Please let me know your views.

Artists impression of the new scheme looking east along Hammersmith Road

Here are the dates for some proposed exhibitions of the scheme:

Grove Neighbourhood Centre  Sunday 1 October 11am-4pm

Lyric Square  Friday 6 October 11am – 3pm

Cross Keys Pub, Black Lion Lane Wednesday 11 October  5pm-9pm

Ravenscourt Park  (TfL doesn’t say where in the Park) Sunday 22 October 11am-3pm

The deadline for comments is Tuesday 31 October. You can respond here.

The letter from TfL gives more details.

7 thoughts on “Transport for London’s flawed “Cycle Superhighway” proposals

  1. I am not a fan of trying to create these segregated stretches of roadway for cyclists. They are expensive and can severely compromise the existing road network by taking out space for vehicles and complicating entry and exit points.

    Much better to deal with specific danger areas like roundabouts and tricky junctions and leave normal stretches of roadway alone.

    Car traffic moving at typical London speeds of between 10 and 25mph is rarely a danger to a moderately confident cyclist. Less confident riders can usually find alternative routes along quieter streets that are hardly any longer.

    Most cyclists in London are killed by lorries. Let’s invest in measures that will reduce that danger – education of drivers, better design standards and fixing problem junctions and turns where a rider is vulnerable.

    • Education of cyclists into basic road safety issues (eg. a red traffic light means stop, on a pedestrian crossing pedestrians have priority) might be useful too.

      • I agree. I do think cyclist behaviour has improved a bit in the last few years but there are still people who sail through red lights and that is unacceptable.

        A very unhelpful message has been given in Camden about cycling on the pavement, where it is now regarded as something cyclists have a right to do if they feel in danger being on the roadway proper. That is absolutely the wrong message. Pavements are for pedestrians only

        http://www.bbc.co.uk/news/uk-38688256

        Equally there needs to be a campaign against jaywalking by pedestrians, who will routinely wander out into the road staring into their phones without even looking around. Often there will be a proper crossing point only a short distance away.

      • Reply essentially for Richard Owen:
        “A very unhelpful message has been given in Camden about cycling on the pavement, where it is now regarded as something cyclists have a right to do if they feel in danger being on the roadway proper. That is absolutely the wrong message. Pavements are for pedestrians only”

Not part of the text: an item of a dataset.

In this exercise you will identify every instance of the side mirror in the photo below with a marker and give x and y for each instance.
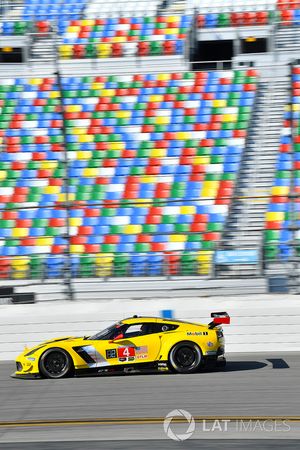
(117, 338)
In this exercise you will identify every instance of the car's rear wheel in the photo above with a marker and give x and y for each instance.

        I think that you’ll find it was a Conservative transport minister, Robert Goodwill, who said that cyclists could cycle on the pavement if they had fears for their safety. So the message is: some are above the law. What do pedestrians do when they fear for their safety against cyclists who couldn’t care less?

        The lawlessness includes the ‘die-ins’ led by Occupy London’s Don McCarthy in an ongoing attempt to get ever more unreasonable sums thrown at cycling. Militants with nothing better to do blocking the roads to fire engines and ambulances, but the former Mayor just opened the cheque book. There’s always money in government and GLA circles for appeasement, shame it has to be provided by taxpayers and by borrowing.

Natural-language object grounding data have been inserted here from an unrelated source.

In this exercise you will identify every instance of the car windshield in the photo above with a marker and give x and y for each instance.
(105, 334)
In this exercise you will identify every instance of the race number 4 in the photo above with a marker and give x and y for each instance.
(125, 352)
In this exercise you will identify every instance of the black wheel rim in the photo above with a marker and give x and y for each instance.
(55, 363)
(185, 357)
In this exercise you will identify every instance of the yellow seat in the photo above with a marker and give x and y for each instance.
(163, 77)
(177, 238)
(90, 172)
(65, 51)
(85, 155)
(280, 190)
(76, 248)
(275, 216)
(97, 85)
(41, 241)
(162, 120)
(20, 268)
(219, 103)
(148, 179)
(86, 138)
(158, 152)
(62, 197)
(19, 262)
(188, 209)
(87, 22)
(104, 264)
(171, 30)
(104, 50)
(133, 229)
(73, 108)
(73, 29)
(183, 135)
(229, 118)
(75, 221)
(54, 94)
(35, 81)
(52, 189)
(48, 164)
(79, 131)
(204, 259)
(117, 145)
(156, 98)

  2. Hi Harry, interesting article. If you don’t mind I would like to publish it on W14london. I am concerned about the impact it will have on residential roads. Does this mean teams of cyclists will be using residential roads instead of main ones?

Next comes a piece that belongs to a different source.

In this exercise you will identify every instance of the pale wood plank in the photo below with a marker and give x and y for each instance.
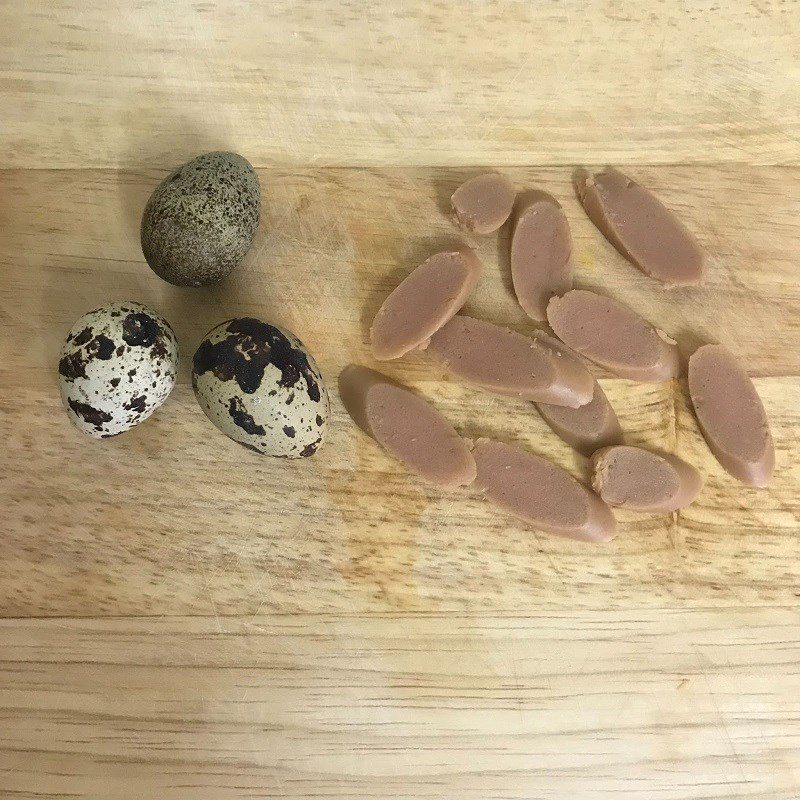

    • I shouldn’t worry, cyclists will continue to use cycle lanes, residential roads, main roads, pavements, one way streets in either direction and pedestrian crossings entirely as they see fit and ignoring all traffic lights so I doubt we’ll notice any impact.

  3. Some cyclists seem to think they can sometimes behave as pedestrians on cycle, sometimes as car drivers on cycle!

    I see cyclists mount pavement around corners at a furious speed, narrowly missing pedestrians.

    Is this a good behaviour?

    To prevent pedestrians crossing at inappropriate points, local govts would need to put up fencing.

    All very expensive.

    If only politicians had enough Political Will to cut back the number of cars on the road,( toll roads?) they would not have had to promote cycling so aggressively.